MIT, dall'open source al corso open

La filosofia open sbarca nella conservatrice Cambridge e si lega al materiale didattico, un patrimonio di conoscenza che il MIT intende ora rendere pubblico sul Web sfidando chi vorrebbe la privatizzazione del sapere. Tutta filantropia?

Cambridge (USA) - Il prestigioso Massachusetts Institute of Technology (MIT) lancia una seria sfida alla privatizzazione della conoscenza e, in contro-tendenza con molti altri istituti accademici, annuncia un piano decennale per rilasciare pubblicamente sul Web una vastissima quantità di materiale riguardante la quasi totalità dei suoi corsi.

Il progetto, denominato MIT OpenCourseWare, pubblicherà sul proprio sito Web materiali come dispense, note di lettura, resoconti di conferenze, esercizi, programmi, profili dei corsi, esami, simulazioni e videoconferenze.

L'iniziativa del MIT, che costerà fino a 100 milioni di dollari, appare come la più imponente nel suo genere, coinvolgendo centinaia di professori volontari e pubblicando materiale riguardante qualcosa come 2.000 corsi di studio.
"Il MIT OpenCourseWare è una grande iniziativa che cambierà il modo con cui il Web viene utilizzato nell'istruzione superiore. Con un tale contenuto aperto a tutti, questo progetto rappresenterà una risorsa straordinaria, gratuita, che gli altri possono adattare alle loro necessità", ha dichiarato il presidente del MIT Charles M. Vest, che sostiene poi come "l'apertura al pubblico di questo materiale offre supporto all'istruzione in tutto il mondo ed incoraggia l'innovazione nel processo di insegnamento e di apprendimento".

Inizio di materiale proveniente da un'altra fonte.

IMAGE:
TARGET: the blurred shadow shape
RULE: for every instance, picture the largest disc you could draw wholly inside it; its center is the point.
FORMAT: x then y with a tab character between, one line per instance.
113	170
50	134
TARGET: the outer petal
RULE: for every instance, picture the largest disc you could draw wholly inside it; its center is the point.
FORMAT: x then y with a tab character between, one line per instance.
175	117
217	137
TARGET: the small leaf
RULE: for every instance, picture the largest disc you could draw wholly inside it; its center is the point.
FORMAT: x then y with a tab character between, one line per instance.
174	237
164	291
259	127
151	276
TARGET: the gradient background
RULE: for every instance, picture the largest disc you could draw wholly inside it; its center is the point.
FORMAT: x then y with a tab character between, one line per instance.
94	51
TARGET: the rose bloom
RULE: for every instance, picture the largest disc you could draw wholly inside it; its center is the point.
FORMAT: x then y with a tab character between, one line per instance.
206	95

Il MIT sprona le altre università del globo a seguire questo modello e contribuire a nutrire la collezione di risorse on-line pubbliche dedicate all'istruzione e facilitare lo scambio di idee sull'utilizzo di questo patrimonio didattico.

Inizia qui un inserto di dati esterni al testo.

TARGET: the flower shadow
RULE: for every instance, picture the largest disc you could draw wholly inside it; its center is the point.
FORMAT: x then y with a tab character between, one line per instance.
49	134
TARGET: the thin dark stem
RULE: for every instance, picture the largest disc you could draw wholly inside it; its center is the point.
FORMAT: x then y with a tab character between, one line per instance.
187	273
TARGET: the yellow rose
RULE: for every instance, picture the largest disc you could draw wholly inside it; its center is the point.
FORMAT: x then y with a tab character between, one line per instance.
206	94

L'iniziativa del MIT non sembra però priva di secondi fini. Secondo alcuni l'intenzione del celebre istituto americano sarebbe quella di stroncare sul nascere le emergenti università on-line che, guarda caso, basano gran parte dei loro introiti proprio sulla vendita del materiale didattico necessario per affrontare i corsi.